The modern expression of this idea is often called the “biofield hypothesis” (Rubik, 2002). For our discussion here the important aspect of the biofield hypothesis is its dependence on classical electromagnetic fields and forces. (See Rubik’s paper for a more thorough description of this concept and discussion.) As Rubik points out, “The biofield is a useful construct consistent with bioelectromagnetics and the physics of nonlinear, dynamical, nonequilibrium living systems.” Although some aspects of energy medicine may be explained by the biofield and it is completely consistent with and even sufficient to explain magnetic therapy, there are at least two aspects of some forms of energy medicine that it does not adequately explain. One is the apparent distance independence. The other is the apparent instantaneous state change (like quantum entanglement) that is part of some forms of energy medicine. This is the second anomaly of subtle energy medicine: it often happens faster than classical mechanisms could explain.

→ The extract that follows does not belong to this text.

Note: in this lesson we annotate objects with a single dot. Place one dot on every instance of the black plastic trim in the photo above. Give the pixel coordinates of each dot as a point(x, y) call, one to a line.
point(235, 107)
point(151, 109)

It is possible that these anomalies, as well as the very fundamental aspects of energy medicine, have their explanation and source in quantum physics. We acknowledge that others disagree with this idea (May, 2003). Still others feel that, although this is not the whole explanation, some aspects of quantum physics may be relevant and may play a role in energy medicine (Dossey, 2003). If it is true that energy medicine is often working through nonclassical and quantum forms of energy, it is now possible to visualize a future in which energy medicine uses a combination of classical and quantum energy fields and forces to target and regulate endogenous processes and fields within the body to affect healing and salutogenesis. If energy medicine and distant healing are fundamentally forms of information transfer, then quantum mechanics may provide the explanation and means for this process. In addition to explaining the transfer of healing energy between people, it may underlie the natural self-healing process itself. Rein (2004) has proposed that this information flow within the body is necessary for health and that when it is impeded ill health and disease result. In this thinking, energy medicine is also the flow of information through quantum effects between healer and patient. In an analogous fashion, salutogenesis and health is the free flow and transfer of information within the body and the interchange of information with the environment to augment this flow. Thus, we believe that the fields of information and quantum models will be important areas of focus for future research and practice. Indeed, if testable theoretical models can be developed that explain data from both veritable and putative forms of energy medicine, a new paradigm of understanding in science and health care may emerge that is as important and revolutionary as our biochemical models were in the twentieth century.